"Sasuke? Tumben bangun pagi?"

Sasuke mengucek kedua matanya malas seraya bergumam pelan—sepertinya ia masih mengantuk. Dengan piyama biru muda yang masih melekat di atas tubuhnya ia membuka pintu geser kaca yang ada di dalam kamarnya, kemudian berjalan pelan menuju balkon.

Ia sama sekali tidak menggubris pertanyaan sang tetangga yang kebetulan memiliki kamar berseberangan dengan kamarnya dan juga sekolah yang sama dengannya selama ini. Ia hanya diam.

"Pagi yang indah, 'kan?" tanya seorang gadis dari arah seberang balkon kamar Sasuke seraya menghirup dalam-dalam udara sejuk di pagi hari. Mata hijau hutannya memandang takjub hamparan bukit luas dari atas balkon kamarnya dengan beberapa rumah kecil yang bermukim di sekitar bukit tersebut.

Sasuke mengacak-acak pelan rambut raven kebanggannya dan menoleh ke arah timur. Benar juga, matahari sedang terbit—membiaskan cahaya berwarna kemerahan di hamparan atap dan dedauan di sekitarnya.

"..."

"Lain kali, bangunlah pagi seperti ini. Udara pagi sangat menyejukkan, lho!"

"..."

"Apalagi kalau jogging, pasti tambah segar."

"..."

Sasuke mendengus pelan seraya menggaruk perutnya yang terasa gatal. Kapankah gadis cerewet ini akan berhenti mengoceh? Tiap hari tidak ada habisnya—rutuk Sasuke dalam hati.

"Ah ya, aku lupa." Gadis berambut merah muda itu mengerjap sesaat seolah mengingat sesuatu yang penting. Ia memiringkan kepalanya dan berkata, "Selamat pagi, Sasuke!" ucapnya seraya memasang senyum paling manis yang dia bisa.

"..."

"..."

"..."

"... Hn."

Sakura tertawa ringan.

Satu kata pertama yang digumamkan Sasuke pada pagi hari ini—untuk Sakura Haruno. Sahabat sekaligus tetangganya sejak lahir.
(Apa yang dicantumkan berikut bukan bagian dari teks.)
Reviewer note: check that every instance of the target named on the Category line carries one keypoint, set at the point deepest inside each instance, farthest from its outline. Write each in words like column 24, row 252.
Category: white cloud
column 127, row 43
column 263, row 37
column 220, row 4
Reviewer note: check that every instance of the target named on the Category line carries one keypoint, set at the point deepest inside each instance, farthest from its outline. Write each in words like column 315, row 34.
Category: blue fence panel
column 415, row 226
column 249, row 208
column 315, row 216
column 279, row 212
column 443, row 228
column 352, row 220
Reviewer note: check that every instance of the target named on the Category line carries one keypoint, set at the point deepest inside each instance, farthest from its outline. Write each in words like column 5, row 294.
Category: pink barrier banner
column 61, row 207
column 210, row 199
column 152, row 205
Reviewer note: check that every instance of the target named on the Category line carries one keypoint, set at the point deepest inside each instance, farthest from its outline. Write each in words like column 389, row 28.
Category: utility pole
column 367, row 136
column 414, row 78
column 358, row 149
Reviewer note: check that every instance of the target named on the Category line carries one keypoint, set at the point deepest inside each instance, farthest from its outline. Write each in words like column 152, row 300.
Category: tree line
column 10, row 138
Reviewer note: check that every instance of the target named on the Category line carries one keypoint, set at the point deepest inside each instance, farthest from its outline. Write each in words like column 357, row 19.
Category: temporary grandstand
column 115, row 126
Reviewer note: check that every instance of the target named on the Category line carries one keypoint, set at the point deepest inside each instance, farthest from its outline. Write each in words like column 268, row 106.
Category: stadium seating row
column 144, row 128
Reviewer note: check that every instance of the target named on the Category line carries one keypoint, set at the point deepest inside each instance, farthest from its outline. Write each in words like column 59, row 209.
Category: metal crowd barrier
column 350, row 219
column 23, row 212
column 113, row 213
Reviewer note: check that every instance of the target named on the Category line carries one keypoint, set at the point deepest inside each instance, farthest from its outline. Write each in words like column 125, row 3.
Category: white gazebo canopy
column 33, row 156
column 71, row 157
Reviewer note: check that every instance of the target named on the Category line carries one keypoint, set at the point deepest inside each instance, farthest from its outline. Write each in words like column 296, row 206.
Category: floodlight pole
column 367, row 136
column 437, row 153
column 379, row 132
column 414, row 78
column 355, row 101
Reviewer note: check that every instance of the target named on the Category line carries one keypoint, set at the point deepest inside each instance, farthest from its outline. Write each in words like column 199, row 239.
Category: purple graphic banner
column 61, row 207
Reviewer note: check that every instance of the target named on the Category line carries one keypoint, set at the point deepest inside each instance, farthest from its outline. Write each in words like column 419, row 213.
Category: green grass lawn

"Ayo, siap-siap ke sekolah!"

"..."

WEDDING MASK

Naruto © Masashi Kishimoto

Dark Silverous Proudly Present

The SasuSaku FanFiction

Enjoy!

.

.

.

Begitulah keseharian Sasuke Uchiha dan Sakura Haruno selama lima belas tahun belakangan. Bangun pagi, berangkat sekolah bersama, telat bersama, kelas yang sama, dan kegiatan-kegiatan lainnya yang dilakukan secara bersama-sama—tidak dalam semua kegiatan tentunya.

Di samping karena mereka bertetangga dan bersahabat, orang tua mereka juga sudah lama mengikat tali persahabatan sejak mereka masih duduk di bangku kuliah. Jadinya ya, seperti ini.

"Tidak makan dulu?" tanya ibu Sakura yang kini sedang berada di meja makan. Ibu satu anak itu menatap anaknya dengan wajah setengah mengantuk.

Sakura menggelengkan kepalanya cepat seraya memasang High heels miliknya dengan terburu-buru. "Tidak Kaa-san, aku harus segera berangkat ke rumah sakit. Ada pasien yang harus kutangani segera ..."

Belum sempat ibunya berkata apapun, Sakura sudah melesat keluar pintu dengan salamnya seperti dulu-dulu.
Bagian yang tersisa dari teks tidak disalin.